- Kevin Tall
- Stock photo
Good teams play well enough to overcome bad officiating.
That mantra could not have come from anyone associated with the American League East division. It works right up to the point that it doesn't.
It didn't work for the Tampa Bay Rays in their one-off in the home of the Detroit Tigers Monday night. An impossibly-bad call by home plate umpire John Tumpane cost the Rays a run in the top of the seventh inning. Casey Kotchman flied out to right field with one out and the bases loaded; Justin Ruggiano tagged up at third and headed home on the play. Alex Avila blocked the plate but missed with the swipe tag.

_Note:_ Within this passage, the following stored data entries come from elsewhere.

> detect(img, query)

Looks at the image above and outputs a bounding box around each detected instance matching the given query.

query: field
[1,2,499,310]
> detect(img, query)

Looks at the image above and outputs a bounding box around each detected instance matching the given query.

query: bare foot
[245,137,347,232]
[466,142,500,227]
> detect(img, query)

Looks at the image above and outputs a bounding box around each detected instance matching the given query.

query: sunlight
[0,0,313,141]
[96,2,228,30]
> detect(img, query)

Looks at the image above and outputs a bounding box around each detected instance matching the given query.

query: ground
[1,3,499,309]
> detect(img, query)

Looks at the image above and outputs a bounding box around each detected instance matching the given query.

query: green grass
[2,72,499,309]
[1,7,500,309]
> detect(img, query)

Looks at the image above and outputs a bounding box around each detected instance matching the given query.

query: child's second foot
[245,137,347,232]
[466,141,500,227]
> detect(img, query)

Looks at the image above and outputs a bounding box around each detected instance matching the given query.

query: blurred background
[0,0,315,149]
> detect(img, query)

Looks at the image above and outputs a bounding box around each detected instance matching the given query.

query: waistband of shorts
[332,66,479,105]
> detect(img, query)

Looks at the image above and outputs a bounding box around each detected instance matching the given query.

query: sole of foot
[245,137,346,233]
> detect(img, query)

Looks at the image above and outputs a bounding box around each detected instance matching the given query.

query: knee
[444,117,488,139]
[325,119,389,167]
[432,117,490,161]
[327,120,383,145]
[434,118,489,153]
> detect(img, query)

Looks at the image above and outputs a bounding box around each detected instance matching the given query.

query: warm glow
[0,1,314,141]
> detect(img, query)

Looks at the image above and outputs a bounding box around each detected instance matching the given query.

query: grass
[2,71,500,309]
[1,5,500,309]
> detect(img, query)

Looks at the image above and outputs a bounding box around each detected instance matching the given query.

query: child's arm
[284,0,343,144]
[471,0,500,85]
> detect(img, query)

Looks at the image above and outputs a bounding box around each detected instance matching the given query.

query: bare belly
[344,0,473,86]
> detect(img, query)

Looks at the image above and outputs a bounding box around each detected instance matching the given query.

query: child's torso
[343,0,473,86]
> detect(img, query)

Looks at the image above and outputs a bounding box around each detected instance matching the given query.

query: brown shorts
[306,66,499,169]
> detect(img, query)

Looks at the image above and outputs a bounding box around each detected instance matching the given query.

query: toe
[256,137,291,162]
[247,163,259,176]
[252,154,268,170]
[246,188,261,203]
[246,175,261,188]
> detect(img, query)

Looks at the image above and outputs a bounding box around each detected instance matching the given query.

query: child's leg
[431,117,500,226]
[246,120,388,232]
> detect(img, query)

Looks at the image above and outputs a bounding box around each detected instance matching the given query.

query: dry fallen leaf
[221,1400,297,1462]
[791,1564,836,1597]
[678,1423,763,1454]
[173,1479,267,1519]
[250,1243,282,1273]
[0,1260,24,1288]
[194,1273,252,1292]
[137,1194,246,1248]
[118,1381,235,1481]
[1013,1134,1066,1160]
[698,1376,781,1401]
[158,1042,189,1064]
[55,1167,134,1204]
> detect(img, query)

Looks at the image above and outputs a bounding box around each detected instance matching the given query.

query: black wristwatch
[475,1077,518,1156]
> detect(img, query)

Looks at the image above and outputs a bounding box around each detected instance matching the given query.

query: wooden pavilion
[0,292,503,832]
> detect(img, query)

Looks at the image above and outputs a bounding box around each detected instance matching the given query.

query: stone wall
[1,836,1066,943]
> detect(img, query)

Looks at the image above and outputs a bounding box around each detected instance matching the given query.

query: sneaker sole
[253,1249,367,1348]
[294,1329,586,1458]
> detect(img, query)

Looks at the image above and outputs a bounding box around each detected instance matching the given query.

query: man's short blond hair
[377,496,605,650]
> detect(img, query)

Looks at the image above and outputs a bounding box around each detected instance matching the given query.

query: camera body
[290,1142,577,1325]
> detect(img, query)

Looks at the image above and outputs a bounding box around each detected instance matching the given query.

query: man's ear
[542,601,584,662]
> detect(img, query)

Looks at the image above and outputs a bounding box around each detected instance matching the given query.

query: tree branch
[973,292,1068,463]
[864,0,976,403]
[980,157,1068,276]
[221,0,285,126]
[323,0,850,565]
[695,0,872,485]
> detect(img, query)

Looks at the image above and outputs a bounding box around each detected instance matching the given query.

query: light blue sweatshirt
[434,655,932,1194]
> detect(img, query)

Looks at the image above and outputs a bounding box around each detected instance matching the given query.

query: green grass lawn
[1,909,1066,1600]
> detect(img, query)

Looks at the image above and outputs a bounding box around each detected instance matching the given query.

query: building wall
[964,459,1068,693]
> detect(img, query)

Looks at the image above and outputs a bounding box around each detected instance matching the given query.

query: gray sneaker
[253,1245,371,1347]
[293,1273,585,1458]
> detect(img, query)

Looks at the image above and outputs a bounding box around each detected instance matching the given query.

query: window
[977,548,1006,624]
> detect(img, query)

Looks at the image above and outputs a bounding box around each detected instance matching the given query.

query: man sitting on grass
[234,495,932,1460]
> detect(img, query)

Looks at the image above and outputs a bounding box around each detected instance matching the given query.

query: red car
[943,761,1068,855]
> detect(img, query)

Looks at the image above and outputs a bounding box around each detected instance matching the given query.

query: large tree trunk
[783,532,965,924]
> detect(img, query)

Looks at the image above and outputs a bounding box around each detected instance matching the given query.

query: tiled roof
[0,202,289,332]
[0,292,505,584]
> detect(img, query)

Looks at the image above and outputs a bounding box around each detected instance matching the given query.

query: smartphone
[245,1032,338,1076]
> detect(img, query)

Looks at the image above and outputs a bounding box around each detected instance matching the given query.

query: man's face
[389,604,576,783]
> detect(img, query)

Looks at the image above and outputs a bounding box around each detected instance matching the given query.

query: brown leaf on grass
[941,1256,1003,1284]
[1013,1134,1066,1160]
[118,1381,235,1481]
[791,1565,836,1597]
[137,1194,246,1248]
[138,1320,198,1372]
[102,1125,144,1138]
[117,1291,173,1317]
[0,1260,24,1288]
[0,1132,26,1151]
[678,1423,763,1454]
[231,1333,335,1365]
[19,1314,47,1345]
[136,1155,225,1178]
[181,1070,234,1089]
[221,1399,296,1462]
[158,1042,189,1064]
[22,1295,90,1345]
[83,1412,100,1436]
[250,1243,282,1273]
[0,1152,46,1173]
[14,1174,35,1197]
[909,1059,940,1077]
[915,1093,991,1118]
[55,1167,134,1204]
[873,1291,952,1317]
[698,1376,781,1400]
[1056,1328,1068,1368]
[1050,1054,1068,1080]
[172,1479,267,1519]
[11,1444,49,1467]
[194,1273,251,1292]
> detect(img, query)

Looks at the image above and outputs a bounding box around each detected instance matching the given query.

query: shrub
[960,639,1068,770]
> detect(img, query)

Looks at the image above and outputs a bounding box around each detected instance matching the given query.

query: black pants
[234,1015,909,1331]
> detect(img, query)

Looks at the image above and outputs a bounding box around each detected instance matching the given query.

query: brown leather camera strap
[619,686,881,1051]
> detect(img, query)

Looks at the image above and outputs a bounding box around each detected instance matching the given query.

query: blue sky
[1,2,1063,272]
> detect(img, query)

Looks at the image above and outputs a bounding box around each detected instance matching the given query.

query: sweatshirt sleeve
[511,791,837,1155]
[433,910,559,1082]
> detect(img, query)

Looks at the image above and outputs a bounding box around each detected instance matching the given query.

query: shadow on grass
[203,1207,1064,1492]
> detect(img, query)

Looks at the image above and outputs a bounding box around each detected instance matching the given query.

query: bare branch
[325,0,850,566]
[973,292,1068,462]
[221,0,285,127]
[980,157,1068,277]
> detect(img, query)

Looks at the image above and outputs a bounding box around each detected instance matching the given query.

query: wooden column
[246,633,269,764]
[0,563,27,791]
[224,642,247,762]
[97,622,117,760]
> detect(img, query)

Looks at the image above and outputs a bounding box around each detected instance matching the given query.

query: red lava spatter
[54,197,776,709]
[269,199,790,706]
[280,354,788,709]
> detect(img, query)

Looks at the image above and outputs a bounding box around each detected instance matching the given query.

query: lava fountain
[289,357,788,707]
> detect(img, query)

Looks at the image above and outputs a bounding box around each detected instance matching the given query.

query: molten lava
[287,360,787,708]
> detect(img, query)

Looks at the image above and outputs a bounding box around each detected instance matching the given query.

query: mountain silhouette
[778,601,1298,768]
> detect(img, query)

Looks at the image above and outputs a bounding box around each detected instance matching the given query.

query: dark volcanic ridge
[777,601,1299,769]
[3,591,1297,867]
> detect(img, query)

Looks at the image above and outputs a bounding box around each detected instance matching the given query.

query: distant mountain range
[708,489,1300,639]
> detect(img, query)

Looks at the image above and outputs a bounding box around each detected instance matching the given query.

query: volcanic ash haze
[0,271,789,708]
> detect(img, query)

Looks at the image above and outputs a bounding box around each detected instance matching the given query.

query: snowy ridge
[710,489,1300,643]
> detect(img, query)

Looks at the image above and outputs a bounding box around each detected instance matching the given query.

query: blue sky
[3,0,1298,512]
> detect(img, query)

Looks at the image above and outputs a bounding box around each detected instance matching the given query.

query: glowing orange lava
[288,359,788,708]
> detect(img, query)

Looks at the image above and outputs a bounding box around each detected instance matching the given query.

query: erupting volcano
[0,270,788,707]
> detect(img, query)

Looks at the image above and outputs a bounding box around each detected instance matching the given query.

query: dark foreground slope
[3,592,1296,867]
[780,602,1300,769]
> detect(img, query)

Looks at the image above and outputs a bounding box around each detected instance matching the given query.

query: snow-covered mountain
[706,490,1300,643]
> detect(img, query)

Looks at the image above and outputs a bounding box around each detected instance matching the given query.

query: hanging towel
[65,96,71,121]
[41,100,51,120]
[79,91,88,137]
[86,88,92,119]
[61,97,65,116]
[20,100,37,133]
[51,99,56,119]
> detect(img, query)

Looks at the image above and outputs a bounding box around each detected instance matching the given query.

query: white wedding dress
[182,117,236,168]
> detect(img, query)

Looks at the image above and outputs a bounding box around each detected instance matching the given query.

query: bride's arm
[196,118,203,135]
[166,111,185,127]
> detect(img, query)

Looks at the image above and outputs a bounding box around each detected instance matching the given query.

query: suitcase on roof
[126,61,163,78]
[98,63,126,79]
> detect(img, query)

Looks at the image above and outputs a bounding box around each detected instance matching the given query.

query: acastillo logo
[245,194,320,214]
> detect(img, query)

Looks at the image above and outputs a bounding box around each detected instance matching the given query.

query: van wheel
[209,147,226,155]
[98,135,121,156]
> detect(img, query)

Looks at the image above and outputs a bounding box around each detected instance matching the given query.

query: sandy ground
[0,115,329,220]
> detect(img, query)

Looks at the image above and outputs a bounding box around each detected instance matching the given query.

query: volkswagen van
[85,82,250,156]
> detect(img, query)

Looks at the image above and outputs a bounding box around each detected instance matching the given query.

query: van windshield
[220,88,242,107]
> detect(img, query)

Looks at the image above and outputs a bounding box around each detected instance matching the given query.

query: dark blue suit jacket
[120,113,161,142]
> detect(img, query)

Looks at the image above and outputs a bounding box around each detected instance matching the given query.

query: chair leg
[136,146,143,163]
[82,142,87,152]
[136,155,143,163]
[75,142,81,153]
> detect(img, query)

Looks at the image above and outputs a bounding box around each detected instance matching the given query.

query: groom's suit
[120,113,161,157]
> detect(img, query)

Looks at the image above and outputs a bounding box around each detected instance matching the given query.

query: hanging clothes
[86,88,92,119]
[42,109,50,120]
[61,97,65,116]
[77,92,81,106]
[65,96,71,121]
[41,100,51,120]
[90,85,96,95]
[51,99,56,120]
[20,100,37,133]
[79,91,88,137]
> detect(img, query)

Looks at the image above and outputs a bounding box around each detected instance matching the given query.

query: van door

Ruggiano got his foot on the plate.
Then Avila tagged him.
Here's a big hint to any aspiring umpires out there: if the runner touches the plate before being tagged, he's safe.
Instead, Tumpane issued the heave-ho, ending the inning on a 7-2 double play. While Ruggiano clearly wasn't happy, he walked away, living to play another day as Rays manager Joe Maddon flew out of the visitors' dugout to take up the fight. Shortly thereafter, Maddon got a heave-ho of his own, ejected for trying to explain the rule book to Tumpane. Apparently, David Price joined him in exile, one of many vocally-unhappy Rays in the dugout.
It was would have been the tying run in a one-run ballgame.
The run Tampa Bay scored in the top of the eighth was would have been the go-ahead tally and eventual game-winner.
That, however, is not how it worked out.